Deane Dray: All right. That was a great overview, and you hit all the key questions on the consumables, margins and growth. So it sounds like a great story. And if I could just — on a follow-up question on EMG. So we’re seeing destocking all over the sector in biopharma and med tech. Be interested in hearing from you, besides the destocking, is there any kind of read-through on the end markets in those businesses? Are you seeing any slowing there? And look, no one’s getting — no one has a crystal ball here in terms of how long you think this lasts, but I’d love to hear your expectation on the duration of this inventory normalization. Thanks.
Dave Zapico: Yes. Sure, Deane, great questions. For the quarter, we grew our top line 5% on a mid-single-digit guide. Our revenue was in line with the guide. The acquisition performed a bit better.
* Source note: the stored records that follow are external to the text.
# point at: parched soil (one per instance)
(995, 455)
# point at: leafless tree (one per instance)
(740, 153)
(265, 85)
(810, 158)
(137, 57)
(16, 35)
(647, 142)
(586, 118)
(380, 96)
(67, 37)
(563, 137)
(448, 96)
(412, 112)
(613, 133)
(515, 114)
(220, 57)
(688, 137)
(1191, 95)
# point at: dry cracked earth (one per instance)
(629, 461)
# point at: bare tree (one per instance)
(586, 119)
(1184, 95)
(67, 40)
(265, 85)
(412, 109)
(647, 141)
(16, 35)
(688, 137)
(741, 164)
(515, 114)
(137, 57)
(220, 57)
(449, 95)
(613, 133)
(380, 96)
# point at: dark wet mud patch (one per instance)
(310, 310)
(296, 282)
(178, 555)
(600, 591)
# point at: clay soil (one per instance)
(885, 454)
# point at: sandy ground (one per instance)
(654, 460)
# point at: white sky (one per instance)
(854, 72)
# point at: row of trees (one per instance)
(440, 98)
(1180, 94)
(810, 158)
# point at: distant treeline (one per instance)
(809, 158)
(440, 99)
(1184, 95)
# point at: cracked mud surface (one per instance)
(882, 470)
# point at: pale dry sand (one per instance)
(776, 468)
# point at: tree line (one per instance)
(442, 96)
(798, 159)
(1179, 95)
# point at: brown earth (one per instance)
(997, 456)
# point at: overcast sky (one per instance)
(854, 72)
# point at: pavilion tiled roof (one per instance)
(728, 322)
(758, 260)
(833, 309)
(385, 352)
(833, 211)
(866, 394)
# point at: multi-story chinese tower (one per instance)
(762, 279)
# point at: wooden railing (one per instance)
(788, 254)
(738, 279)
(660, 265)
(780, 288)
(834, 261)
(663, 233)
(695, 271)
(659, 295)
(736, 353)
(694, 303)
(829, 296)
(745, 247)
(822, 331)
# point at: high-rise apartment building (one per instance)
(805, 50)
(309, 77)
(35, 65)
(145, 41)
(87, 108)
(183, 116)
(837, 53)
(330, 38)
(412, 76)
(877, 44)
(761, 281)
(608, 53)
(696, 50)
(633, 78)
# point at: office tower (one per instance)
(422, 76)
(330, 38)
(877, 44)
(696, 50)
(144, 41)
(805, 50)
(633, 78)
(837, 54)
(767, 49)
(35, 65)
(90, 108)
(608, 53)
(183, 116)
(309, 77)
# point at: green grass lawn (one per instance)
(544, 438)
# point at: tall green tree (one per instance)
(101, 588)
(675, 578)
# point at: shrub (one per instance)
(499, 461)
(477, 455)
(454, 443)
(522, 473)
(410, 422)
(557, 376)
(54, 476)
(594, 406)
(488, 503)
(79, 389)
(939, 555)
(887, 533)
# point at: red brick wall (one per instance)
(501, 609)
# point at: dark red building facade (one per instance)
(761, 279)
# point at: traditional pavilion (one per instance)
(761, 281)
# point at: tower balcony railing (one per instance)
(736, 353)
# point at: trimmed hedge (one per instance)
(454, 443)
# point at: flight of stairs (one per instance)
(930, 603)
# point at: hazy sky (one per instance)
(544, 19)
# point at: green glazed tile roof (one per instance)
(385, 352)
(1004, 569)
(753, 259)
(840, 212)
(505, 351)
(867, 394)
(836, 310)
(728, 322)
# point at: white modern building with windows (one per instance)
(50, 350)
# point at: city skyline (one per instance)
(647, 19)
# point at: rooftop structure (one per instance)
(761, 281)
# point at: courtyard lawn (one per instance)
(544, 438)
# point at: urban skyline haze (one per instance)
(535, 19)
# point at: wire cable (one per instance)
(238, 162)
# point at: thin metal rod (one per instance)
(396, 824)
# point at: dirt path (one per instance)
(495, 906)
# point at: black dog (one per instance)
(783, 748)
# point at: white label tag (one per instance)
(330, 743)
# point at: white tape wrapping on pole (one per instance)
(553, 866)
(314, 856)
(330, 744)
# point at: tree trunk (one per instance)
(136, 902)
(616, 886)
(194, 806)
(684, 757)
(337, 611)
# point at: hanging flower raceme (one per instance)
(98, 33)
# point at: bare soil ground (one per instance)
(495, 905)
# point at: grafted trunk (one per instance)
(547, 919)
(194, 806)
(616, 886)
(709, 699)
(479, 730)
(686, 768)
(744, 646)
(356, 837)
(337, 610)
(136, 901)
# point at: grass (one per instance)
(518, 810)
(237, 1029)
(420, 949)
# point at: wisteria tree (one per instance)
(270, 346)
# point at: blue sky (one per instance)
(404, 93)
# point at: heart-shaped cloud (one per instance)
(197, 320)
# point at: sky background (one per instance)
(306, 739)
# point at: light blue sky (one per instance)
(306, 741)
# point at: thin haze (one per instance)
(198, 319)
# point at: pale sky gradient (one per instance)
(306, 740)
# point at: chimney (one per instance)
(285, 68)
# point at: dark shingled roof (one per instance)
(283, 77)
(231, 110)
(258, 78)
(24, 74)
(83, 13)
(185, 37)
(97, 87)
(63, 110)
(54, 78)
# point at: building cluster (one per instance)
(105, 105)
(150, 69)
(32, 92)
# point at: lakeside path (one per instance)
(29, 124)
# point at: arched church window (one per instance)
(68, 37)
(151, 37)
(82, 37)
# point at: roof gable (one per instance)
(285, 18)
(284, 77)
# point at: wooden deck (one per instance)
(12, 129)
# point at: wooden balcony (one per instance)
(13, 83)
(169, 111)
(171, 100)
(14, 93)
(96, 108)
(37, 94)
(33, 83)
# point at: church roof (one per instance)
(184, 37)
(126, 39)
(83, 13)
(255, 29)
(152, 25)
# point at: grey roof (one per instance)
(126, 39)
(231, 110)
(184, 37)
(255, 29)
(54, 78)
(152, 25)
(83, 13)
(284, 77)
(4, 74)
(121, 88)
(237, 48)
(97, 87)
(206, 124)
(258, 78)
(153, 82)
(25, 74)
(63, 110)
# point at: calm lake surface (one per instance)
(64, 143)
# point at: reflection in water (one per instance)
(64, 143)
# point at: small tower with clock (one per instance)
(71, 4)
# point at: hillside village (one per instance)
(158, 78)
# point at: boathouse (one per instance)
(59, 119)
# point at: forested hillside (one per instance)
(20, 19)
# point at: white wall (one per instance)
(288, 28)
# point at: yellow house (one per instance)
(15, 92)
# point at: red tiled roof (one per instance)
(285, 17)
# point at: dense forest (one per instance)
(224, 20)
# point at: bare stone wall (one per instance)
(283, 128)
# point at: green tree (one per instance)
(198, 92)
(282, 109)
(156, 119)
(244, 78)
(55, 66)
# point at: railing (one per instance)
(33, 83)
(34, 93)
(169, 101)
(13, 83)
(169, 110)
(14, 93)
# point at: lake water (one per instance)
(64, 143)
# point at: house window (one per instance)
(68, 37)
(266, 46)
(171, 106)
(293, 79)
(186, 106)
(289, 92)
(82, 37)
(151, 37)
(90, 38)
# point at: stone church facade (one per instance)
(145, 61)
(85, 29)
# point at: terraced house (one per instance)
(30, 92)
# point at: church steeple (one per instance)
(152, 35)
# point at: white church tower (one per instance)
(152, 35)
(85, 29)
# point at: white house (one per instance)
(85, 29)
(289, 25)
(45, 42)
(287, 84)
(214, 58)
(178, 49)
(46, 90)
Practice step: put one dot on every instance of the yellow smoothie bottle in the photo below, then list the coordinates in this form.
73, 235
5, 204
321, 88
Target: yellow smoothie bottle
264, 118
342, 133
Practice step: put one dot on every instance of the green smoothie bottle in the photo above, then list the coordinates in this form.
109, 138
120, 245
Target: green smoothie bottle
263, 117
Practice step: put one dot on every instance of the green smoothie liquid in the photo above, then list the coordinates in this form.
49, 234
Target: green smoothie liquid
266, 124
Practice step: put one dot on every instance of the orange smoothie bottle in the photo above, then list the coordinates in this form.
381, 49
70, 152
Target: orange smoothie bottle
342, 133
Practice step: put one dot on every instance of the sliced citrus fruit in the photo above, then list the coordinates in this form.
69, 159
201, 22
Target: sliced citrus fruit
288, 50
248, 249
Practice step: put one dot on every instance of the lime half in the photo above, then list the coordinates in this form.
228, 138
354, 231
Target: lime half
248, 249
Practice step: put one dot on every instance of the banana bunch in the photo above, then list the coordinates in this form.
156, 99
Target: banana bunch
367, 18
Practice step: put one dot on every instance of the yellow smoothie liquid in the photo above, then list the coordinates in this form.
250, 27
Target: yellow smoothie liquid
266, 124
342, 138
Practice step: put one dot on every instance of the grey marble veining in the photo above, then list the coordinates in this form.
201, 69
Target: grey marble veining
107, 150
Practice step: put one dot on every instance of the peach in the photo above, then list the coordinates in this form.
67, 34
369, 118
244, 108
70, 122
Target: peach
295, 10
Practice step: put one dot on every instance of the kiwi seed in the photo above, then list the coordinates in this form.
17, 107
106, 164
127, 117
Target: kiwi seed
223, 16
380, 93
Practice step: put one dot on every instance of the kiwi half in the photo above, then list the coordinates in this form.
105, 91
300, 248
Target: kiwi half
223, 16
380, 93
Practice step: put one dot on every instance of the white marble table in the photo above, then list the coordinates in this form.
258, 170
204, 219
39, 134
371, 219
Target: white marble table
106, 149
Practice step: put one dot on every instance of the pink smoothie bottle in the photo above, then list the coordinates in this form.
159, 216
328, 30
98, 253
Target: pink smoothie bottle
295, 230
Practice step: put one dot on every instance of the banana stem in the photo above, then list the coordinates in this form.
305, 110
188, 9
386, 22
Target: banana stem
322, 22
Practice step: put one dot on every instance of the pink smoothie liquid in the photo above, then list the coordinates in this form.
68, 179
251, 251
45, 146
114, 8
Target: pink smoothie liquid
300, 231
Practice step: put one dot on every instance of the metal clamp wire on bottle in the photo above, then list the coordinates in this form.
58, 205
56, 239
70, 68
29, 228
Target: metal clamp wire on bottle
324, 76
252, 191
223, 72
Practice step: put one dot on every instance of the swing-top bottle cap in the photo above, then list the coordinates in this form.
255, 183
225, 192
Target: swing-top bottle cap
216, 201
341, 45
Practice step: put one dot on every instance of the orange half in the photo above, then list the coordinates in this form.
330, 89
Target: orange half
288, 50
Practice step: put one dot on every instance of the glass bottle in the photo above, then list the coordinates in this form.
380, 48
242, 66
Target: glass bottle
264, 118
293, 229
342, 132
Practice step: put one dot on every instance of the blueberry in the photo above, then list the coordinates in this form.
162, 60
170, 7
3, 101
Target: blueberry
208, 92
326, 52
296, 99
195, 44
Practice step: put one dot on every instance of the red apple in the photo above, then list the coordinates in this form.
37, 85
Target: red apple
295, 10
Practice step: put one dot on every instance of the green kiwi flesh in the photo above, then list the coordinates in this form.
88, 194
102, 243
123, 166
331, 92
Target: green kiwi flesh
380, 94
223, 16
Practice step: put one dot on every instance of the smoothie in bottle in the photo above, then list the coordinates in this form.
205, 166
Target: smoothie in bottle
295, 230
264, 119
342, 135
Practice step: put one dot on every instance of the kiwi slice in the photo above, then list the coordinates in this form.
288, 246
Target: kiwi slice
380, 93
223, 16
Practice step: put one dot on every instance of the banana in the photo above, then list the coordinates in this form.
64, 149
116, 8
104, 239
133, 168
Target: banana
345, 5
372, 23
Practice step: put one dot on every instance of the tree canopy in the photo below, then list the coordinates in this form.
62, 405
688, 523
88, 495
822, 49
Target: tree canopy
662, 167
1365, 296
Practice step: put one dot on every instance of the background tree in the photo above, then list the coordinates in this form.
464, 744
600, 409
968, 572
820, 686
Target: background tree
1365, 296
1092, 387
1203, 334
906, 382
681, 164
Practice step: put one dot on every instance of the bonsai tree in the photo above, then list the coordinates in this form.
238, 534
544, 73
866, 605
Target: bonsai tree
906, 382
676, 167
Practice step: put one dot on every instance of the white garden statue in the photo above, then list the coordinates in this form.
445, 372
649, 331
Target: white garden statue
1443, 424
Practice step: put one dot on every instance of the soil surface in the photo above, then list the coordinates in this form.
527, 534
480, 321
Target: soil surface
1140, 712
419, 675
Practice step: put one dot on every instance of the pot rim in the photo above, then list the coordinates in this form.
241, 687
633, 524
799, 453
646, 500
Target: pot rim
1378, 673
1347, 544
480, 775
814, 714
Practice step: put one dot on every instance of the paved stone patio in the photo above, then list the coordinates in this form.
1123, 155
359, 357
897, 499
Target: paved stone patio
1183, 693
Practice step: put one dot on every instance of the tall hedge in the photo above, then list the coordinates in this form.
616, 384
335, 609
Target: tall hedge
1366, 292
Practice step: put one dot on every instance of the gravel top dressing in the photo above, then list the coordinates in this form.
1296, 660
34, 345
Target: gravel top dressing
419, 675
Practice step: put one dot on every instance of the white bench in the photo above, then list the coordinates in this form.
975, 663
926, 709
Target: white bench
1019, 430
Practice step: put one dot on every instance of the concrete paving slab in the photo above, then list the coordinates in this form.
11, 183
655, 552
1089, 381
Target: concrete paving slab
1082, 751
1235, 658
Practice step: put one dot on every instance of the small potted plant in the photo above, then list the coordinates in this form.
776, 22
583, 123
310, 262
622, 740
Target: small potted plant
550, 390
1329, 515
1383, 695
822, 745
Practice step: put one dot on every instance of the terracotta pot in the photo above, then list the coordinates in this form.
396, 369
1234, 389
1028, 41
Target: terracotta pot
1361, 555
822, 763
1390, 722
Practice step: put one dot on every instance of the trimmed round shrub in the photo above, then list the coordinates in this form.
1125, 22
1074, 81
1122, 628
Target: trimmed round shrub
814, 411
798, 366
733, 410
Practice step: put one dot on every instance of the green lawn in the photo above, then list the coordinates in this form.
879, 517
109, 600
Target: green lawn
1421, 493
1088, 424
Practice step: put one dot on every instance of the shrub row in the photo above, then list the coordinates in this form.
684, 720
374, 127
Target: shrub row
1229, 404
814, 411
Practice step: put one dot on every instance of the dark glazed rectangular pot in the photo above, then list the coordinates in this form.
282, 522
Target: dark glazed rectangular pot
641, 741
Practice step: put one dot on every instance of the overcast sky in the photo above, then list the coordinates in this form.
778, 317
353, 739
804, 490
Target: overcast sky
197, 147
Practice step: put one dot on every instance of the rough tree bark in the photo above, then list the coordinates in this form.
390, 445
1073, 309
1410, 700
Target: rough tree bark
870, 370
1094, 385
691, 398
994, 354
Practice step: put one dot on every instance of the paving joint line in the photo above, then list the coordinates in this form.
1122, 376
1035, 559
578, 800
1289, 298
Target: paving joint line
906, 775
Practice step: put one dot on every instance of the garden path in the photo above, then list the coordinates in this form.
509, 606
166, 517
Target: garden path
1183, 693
And we maintained, as I said, our full year sales guide mid-to-high single-digits and organic growth of mid-single-digits. To maintain that organic guide for the full year, our Aerospace and Defense business is stronger and our automation is weaker. And they’re offsetting. That’s one of the benefits of the AMETEK portfolio. And specifically in terms of Q3 revenue, we saw faster destocking in our automation businesses than we anticipated. So that’s what we saw there. And we expect the destocking to continue through the end of the year.
In terms of your question is, is it a, destock or a downturn? It’s very difficult dynamic environment right now and lots of uncertainties, with the geopolitical risk, the interest rate increases. They’re factoring in, for sure. But from what we see, this is largely an inventory correction. And demand looks constructive, with many new projects in the offing and the projects are not being delayed or canceled. Our Aerospace and Defense looks solid. Our Medical looks solid, significant projects and semiconductor, clean energy, power grid. So we remain positive post-destocking. And we think that destocking will continue through the end of the year. And in terms of 2024, we’re going to sit down with our teams and understand what’s going on. But in general, we’re constructive.
Deane Dray: That’s all really helpful. Thank you.
Dave Zapico: Thank you, Deane.
Operator: Our next question comes from Matt Summerville with D.A. Davidson. Your line is open.
Matt Summerville: Thanks. Good morning.
Dave Zapico: Hi, Matt.
Matt Summerville: Dave, your EIG margin this quarter really moved into a new ZIP code for AMETEK. I was wondering if you could maybe talk about the key drivers as you just think about the sequential performance, right, Rev flat, profitability up $28 million on the OP line as well as kind of the year-over-year dynamics, so maybe if you can just kind of flesh all of that out, that would be helpful. And then I have a follow-up.
Dave Zapico: Yes. Sure, Matt. I mean if you’ll go back and look at my last quarter or two, I told you EIG, was gaining momentum, and the momentum certainly showed up in Q3. We had an excellent operating quarter. I mean EIG margins were up 360 basis points, driven by high contribution leverage on the growth. We really had excellent price cost. We had strongly performing acquisitions and it all came together to put up record margins.
Matt Summerville: And then, just as a follow-up. With respect to Paragon, I appreciate the stats you shared. Is there any way to kind of parse out what you think year one cash EPS accretion would look like? And then what the expected closure timing might be for that? Thanks.